In a second sense, for nine months I had been afraid to let myself believe. That’s what loss does to you, unfortunately, if you let it. It corrodes parts of your heart and the rusty hinges are stubbornly slow to open again. With each routine checkup, I’d tried to wiggle the door a little. Sometimes, it would give an inch and then panic would flood in. Believing seemed like such a risk, like something that cost more than I could afford.

And while I knew a million things could still go wrong after you were born, your birth seemed to be the only thing that could blow the rusty, stubborn door of my heart wide open. I needed to see you. Hold you. Inhale you.

Luckily, I would get to.

After convincing a succession of medical personnel that I wasn’t making this up, we wound up in a delivery room with our designated nurse and a medical resident. Our doctor was suspiciously absent. You threatened to push your own way into this world, and I asked the resident if she was qualified to deliver a baby.

Fortunately, there were things happening beyond the confines of that hospital room. The on-call doctor for our practice decided to call for backup. He was tied up across the street doing the same procedure at the same facility that I had undergone for the first time exactly two years earlier. I know the magnitude of the loss that was being felt by that woman, and if they had asked me, I would have said that I wanted him to be completely present for her and whoever I hoped was there to hold her hand.

The person who answered his call was the very doctor we had seen the day before. The doctor who had listened openly when I tearfully explained that my father was in hospice care and whose combination of impeccable bedside manner and human decency had set my anxious heart at ease when I asked if the tremendous grief I was feeling could in any way harm you, as you were, still nestled inside me.

She walked through the door the very second I had no choice but to push.

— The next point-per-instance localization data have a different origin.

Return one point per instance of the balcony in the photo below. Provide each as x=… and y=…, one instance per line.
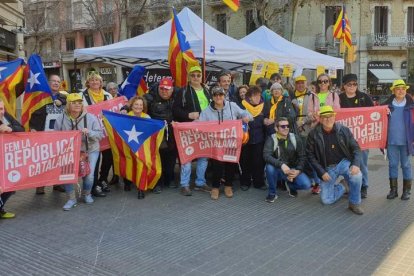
x=383, y=41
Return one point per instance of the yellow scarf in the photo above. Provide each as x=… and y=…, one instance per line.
x=97, y=97
x=143, y=114
x=299, y=94
x=272, y=114
x=254, y=110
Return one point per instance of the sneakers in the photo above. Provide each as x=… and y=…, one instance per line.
x=6, y=215
x=185, y=191
x=214, y=193
x=271, y=198
x=203, y=188
x=364, y=191
x=69, y=205
x=316, y=189
x=356, y=209
x=228, y=191
x=88, y=199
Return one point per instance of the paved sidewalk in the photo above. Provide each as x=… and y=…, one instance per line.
x=169, y=234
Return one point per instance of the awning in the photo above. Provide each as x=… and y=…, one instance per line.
x=385, y=75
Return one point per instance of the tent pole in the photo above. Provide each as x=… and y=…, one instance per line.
x=204, y=41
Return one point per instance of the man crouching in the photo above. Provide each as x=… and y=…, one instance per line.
x=333, y=151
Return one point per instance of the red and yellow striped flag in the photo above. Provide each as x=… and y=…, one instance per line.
x=233, y=4
x=180, y=55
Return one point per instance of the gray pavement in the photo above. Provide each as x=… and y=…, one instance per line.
x=169, y=234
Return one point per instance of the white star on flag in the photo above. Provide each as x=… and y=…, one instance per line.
x=124, y=84
x=1, y=69
x=133, y=134
x=33, y=79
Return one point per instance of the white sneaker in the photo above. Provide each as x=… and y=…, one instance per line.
x=69, y=205
x=88, y=199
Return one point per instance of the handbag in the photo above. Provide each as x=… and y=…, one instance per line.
x=84, y=166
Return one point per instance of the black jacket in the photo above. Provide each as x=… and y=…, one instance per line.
x=293, y=157
x=13, y=123
x=315, y=147
x=186, y=102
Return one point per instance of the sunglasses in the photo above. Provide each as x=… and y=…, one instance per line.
x=351, y=84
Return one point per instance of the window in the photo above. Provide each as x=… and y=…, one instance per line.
x=109, y=38
x=70, y=44
x=250, y=25
x=331, y=15
x=137, y=30
x=88, y=41
x=221, y=23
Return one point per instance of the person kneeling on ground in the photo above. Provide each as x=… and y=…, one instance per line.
x=333, y=151
x=284, y=154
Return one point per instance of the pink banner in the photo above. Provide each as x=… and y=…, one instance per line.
x=113, y=105
x=369, y=125
x=35, y=159
x=209, y=139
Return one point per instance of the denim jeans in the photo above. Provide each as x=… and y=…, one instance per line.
x=399, y=154
x=364, y=167
x=87, y=180
x=273, y=175
x=332, y=191
x=200, y=173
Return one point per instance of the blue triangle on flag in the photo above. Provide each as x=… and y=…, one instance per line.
x=133, y=130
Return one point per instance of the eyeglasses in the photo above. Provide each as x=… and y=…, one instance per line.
x=351, y=84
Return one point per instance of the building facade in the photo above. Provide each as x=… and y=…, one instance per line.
x=11, y=30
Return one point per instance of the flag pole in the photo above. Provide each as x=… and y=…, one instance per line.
x=204, y=41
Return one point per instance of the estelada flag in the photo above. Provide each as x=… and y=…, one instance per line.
x=342, y=28
x=37, y=92
x=134, y=84
x=11, y=79
x=233, y=4
x=180, y=55
x=135, y=146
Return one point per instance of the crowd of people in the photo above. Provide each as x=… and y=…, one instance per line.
x=293, y=142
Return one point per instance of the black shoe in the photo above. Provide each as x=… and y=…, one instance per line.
x=244, y=187
x=97, y=192
x=104, y=186
x=364, y=192
x=157, y=190
x=141, y=194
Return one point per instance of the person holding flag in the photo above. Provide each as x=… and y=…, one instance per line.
x=76, y=118
x=188, y=105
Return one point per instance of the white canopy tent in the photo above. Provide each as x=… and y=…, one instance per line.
x=266, y=39
x=151, y=49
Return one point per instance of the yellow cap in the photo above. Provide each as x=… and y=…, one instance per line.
x=326, y=110
x=73, y=97
x=300, y=78
x=399, y=83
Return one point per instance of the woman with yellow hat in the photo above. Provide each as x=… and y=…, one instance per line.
x=400, y=139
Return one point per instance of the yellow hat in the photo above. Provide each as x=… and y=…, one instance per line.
x=399, y=83
x=73, y=97
x=300, y=78
x=195, y=69
x=326, y=110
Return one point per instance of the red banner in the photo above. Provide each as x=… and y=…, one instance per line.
x=209, y=139
x=35, y=159
x=113, y=105
x=369, y=125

She gave me permission to surrender to what my body so desperately needed me to do.

Ten pushes later, you were here. I heard you. I held you. I inhaled you.

I loved you.

I know its a such a cliche that many mothers are fearful when they don’t feel it. I knew even then that it didn’t mean I’d feel it in the same way in every moment that followed. But much like your birth, it was forceful and it was instant. It was a reaction to three simple facts. You were here. You were real. You were ours.

In the days that followed, we would bury my father. We would realize how very little we knew about caring for an infant. We would doubt. We would grieve. You would cry and I would weep and weep and weep.

But please know that this does not make your story a sad story. Your story is already my favorite kind of story, one where the dark and dreadful stuff is there to make the light seem even more bright.

For me, my lucky Penny, you will always be the light.